A novel fast draft orientation classification method is proposed
A number of fish tracking techniques are proposed like the fish bounding box interpolation for higher speed. Image buffering is proposed to validate the interpolation between actual fish localizations. The history of fish positions can be exploited to achieve more accurate fish orientation results while in the opposite direction fish orientation results can also be used to validate the tracking results.
A new landmark editor (LAE) has been developed
A new public dataset (UVIMEF) with low contrast/resolution images has been developed to test our approach under worst case conditions
The developed shape alignment method was trained with Mediterranean fish species in the category of seabream but can also be extended to any species.
The overall system architecture (fish detection+orientation+tracking+shape alignment) is also an innovative combination that achieves both high speed and accuracy.

Please see:

The extended Abstract
The extended 3^rd paragraph of Introduction for the motivation of our work (line 68-86)
The extended 5^th paragraph of Introduction and especially from sentence 3 to the end of this paragraph where the adaptation of the fish detection method, the novel orientation classification and the fish tracking methods are introduced (lines 98-108)
Last sentence 2 sentences of paragraph 6 in Introduction where the porting of DEST application to different target environments is mentioned (lines 114-118). For porting to different targets please also see the 3^rd paragraph of Section 3.7 (lines 632-640)
Concerning our previous work [10], although we can exploit the absolute dimension measurement method, every other tool has been replaced and much higher speed is achieved with better accuracy as described in the extended paragraph 7 of Introduction (lines 119-131)
The modified paragraph 9 of Introduction that has been rewritten to stress the novelities and contributions of our approach (lines 150-160)
Modified Section 3.2, where the customizations of the fish detection and the principle of operation of fish tracking and orientation are introduced.
More details about what we changed in fish detection can be found in the 2^nd paragraph (lines 332-340) and details of the proposed novel Fish Position Interpolation (FPI) from the 4^th paragraph (line 353) to the end of section 3.3. Pleas also see Fig. 3 and 4
The whole section 3.4 proposes a novel fast draft orientation classification technique
Section 3.5 also proposes a tracking procedure. The extensions that could also be taken into consideration for improving tracking results are also discussed in the last paragraph of this section
The 2^nd paragraph of 3.7 describes the new LAE landmark editor that has been developed in the context of this work (lines 615-631, Fig 9). In the same paragraph and Table 3, the models that vary in the different ERT models that we trained and compare are discussed.
In paragraphs 4 and 5 of Section 3.7 the text that also existed in the previous paper version describes the software and hardware acceleration techniques applied for ERT shape alignment. However, we added the new last 2 paragraphs in this section that give specific details about the novel hardware acceleration that we propose and can also be useful for other applications where the hardware kernel needs large data transfers. Table 3 and Fig. 11 are also new.
The last 3 paragraphs of section 5 (Discussion) describe the achievements of the proposed approach compared to referenced ones, the contribution but also the limitations of our work.
Finally, please also see the revised conclusion section and especially lines 918-925 where the speed and accuracy achievements are summarized

Comment 3

Is the loss function of your model biologically meaningful or interpretable?

Author Response 3

Thank you for your comment. The meaning of the error in the estimation of fish dimensions is explained in Section 5 and especially in the modified 3 paragraphs after the new Table 10 (lines 822-849). In these paragraphs the relative error is translated to an absolute distance range measured in cm.
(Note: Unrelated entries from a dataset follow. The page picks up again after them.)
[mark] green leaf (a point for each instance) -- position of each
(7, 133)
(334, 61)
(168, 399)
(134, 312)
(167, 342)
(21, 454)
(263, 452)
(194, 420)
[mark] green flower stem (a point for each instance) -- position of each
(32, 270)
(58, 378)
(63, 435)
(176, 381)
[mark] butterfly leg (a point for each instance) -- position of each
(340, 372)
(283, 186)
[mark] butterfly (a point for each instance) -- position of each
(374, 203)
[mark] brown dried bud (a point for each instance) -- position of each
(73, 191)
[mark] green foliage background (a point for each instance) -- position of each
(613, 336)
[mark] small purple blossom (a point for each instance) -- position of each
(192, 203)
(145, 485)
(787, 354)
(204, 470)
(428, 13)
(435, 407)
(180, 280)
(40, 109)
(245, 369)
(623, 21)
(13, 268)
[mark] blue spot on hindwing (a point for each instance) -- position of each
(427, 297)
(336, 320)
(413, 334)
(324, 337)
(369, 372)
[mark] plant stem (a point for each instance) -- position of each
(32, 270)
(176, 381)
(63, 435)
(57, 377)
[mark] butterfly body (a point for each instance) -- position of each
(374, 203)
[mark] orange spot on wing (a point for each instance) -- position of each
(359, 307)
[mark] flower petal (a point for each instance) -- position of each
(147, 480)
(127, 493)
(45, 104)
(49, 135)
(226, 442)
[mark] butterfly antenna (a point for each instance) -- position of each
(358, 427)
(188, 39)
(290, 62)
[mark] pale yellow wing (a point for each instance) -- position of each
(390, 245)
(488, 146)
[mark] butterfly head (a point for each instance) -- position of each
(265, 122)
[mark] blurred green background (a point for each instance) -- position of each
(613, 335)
This error can be reduced if an images with higher contrast are used. Please see the new paragraph 8 of Introduction (lines 132-149) where the effect of contrast is discussed as well as how it can be improved to reduce the error in the shape alignment process

Comment 4

The code link for your model is not found in the article, please provide it.

Author Response 4

The source code is not publically available (at least not yet, it can be provided however to anybody interested under a specific agreement). Nevertheless, the original ERT code can be found in DEST repository [8]. We also made public a first version of the UVIMEF dataset we developed ([35]). It will soon be enriched with additional videos / photographs that are continuously captured and should be evaluated before uploading a new version. Demo videos are also available (their links were given during submission as supplementary material) showing shape alignment (facial and fish) with the tools we have developed.

Reviewer 3 Report

The reviewer has following critical comments regarding the article.

1. What is the problem statement and research gap? Explicitly mention in abstract and introduction.

2. An introduction must be coherent with abstract. Currently, related work is mixed in introduction which is not a good practice. I would rather recommend to add related work in a separate section and make introduction coherent with abstract.

3. Justify novelty of the proposed method and contributions.

4. Detailed information about experimental setup is required.

5. Experimental results section is too weak and detailed experimental analysis is required.

6. I can't see any comparison with state of the art models. It is necessary to compare with existing state of the art models.

7. Ablation study must be added.

8. A conclusion must be representative of the work described in the main body. Please make it coherent with work.

9. Figures must be improved and can be drawn with some efficient tools instead of Microsoft Excel.

English language is fine.

Author Response

Comment 1

What is the problem statement and research gap? Explicitly mention in abstract and introduction.

Author Response 1.

Thank you for your suggestion. We provide a combination of tools that can be exploited in several applications as described in the 1^st paragraph of the Introduction. The referenced approaches for morphological feature estimation are either fast or accurate. The system architecture we propose attempts to provide a solution that is both fast and accurate.

The Abstract has been revised. The first 3 sentences summarize the applications where the proposed framework can be employed. The rest of the Abstract highlights the unique features that characterize the developed system.

Please also see the new 3^rd paragraph (lines 68-86) of the Introduction where the motivation of our work is described in detail.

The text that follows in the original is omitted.